Significant enhancement of hole mobility in [110] silicon nanowires compared to electrons and bulk silicon

TL;DR

This paper demonstrates that [110] silicon nanowires exhibit significantly higher hole mobility than electrons and bulk silicon, with potential applications in future electronic devices due to their superior transport properties.

Contribution

The study reveals that [110] silicon nanowires have much higher hole mobility than electrons and bulk silicon, highlighting their potential for electronic applications.

Findings

Hole mobility in [110] SiNWs can reach 2500 cm2/Vs.

Hole mobility exceeds electron mobility in [110] SiNWs.

[110] SiNWs outperform [100] SiNWs in mobility by nearly two orders of magnitude.

Abstract

Utilizing sp3d5s* tight-binding band structure and wave functions for electrons and holes we show that acoustic phonon limited hole mobility in [110] grown silicon nanowires (SiNWs) is greater than electron mobility.
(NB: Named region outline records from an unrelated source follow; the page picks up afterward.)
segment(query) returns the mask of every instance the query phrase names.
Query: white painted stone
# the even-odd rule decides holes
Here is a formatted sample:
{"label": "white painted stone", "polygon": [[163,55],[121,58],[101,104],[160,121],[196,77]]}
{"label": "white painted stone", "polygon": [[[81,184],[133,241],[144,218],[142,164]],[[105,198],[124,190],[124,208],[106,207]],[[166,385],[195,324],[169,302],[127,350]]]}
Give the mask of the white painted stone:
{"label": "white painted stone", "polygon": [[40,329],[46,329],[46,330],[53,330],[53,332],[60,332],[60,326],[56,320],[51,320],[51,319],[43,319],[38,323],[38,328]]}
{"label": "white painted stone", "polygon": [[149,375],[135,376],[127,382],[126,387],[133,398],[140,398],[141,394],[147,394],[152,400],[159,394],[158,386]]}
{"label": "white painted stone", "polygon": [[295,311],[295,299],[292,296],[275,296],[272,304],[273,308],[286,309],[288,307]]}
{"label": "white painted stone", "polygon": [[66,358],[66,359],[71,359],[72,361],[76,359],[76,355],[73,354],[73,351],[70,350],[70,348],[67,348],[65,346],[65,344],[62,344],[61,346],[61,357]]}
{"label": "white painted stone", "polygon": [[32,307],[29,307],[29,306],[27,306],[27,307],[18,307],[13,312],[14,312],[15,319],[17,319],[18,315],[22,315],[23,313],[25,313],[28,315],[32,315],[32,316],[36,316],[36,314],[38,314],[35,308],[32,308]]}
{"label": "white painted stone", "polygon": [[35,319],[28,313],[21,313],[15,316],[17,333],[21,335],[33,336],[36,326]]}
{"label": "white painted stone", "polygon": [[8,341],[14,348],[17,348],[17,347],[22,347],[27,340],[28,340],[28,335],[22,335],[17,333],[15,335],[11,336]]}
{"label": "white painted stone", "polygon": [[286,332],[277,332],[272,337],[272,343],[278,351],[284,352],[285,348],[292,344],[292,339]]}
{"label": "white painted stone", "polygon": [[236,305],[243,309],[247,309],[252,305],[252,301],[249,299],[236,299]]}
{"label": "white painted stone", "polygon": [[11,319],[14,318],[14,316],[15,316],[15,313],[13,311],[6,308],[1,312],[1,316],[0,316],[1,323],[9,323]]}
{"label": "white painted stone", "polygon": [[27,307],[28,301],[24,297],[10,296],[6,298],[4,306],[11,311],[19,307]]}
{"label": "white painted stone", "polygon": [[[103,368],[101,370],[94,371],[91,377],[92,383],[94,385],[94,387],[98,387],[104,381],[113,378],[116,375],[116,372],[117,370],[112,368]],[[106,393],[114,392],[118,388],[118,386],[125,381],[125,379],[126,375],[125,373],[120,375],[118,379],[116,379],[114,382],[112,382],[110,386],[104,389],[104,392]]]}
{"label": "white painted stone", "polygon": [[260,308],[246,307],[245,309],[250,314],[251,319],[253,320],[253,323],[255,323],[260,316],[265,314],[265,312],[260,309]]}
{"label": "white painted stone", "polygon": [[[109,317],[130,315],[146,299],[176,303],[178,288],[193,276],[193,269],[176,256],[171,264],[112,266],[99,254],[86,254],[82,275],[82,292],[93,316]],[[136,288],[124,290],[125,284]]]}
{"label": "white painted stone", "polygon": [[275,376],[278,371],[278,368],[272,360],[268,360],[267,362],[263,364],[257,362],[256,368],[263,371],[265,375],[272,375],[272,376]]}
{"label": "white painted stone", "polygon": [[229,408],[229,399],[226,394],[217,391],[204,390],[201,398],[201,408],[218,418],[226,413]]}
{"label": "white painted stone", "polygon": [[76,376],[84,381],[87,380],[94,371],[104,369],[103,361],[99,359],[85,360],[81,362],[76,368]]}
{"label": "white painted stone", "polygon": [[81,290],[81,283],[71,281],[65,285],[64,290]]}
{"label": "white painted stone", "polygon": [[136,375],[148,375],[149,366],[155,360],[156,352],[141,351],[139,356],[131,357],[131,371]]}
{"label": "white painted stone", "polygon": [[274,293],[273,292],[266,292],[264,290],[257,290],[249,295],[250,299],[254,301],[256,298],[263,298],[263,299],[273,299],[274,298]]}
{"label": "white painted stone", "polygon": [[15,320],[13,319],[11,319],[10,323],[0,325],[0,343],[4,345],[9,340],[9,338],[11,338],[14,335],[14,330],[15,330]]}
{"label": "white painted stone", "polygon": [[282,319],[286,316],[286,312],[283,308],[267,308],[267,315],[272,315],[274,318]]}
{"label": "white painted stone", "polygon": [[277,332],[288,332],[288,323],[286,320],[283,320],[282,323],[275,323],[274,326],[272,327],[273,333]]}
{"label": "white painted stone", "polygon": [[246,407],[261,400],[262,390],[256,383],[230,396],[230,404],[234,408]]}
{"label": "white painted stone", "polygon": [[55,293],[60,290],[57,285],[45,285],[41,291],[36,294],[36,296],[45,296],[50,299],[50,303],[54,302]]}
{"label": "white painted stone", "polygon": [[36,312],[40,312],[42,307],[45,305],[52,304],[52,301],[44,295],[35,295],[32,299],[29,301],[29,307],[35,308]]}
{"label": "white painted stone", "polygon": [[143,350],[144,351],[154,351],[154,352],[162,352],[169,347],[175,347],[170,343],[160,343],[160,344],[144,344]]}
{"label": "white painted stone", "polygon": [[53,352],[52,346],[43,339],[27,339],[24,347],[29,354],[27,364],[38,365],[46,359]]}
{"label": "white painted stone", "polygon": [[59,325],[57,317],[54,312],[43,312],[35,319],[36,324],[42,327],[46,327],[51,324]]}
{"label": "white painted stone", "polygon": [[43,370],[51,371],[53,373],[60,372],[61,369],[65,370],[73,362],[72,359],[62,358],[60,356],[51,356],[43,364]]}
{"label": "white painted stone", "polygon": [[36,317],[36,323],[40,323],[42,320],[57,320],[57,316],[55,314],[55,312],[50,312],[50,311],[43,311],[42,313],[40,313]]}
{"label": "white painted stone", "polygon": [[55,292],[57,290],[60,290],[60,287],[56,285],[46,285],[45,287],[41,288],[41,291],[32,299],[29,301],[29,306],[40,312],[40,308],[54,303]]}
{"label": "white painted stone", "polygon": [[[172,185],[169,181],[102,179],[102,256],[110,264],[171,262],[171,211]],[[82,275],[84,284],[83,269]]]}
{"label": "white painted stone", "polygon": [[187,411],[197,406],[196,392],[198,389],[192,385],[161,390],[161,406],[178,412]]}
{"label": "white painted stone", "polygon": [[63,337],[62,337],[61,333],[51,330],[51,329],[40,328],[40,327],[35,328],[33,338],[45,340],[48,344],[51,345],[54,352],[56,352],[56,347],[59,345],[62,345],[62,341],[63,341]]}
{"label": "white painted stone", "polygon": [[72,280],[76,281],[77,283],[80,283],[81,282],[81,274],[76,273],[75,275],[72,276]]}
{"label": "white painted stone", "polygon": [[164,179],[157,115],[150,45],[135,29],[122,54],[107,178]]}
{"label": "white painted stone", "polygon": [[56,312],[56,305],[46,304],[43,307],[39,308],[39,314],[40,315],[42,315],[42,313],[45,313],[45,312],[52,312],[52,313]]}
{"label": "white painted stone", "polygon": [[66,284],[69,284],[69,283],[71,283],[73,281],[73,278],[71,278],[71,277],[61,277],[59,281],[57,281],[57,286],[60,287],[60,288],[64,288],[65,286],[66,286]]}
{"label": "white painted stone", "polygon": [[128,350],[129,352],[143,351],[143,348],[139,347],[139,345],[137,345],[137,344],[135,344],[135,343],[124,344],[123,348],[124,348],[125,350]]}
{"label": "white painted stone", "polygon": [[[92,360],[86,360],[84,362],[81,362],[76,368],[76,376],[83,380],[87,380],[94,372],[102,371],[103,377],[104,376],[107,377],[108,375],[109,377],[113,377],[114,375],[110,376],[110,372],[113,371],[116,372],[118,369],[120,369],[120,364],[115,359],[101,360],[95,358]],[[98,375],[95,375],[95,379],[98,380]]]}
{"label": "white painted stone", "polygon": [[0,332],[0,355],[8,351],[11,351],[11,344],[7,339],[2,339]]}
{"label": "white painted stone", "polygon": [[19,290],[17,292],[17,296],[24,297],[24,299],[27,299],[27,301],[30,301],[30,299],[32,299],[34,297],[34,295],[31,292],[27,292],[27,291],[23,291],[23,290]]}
The room temperature acoustically limited hole mobility for the SiNWs considered can be as high as 2500 cm2/Vs, which is nearly three times larger than the bulk acoustically limited silicon hole mobility. It is also shown that the electron and hole mobility for [110] grown SiNWs exceed that of similar diameter [100] SiNWs, with nearly two orders of magnitude difference for hole mobility. Since small diameter SiNWs have been seen to grow primarily along [110] direction, results strongly suggest that these SiNWs may be useful in future electronics. Our results are also relevant to recent experiments measuring SiNW mobility.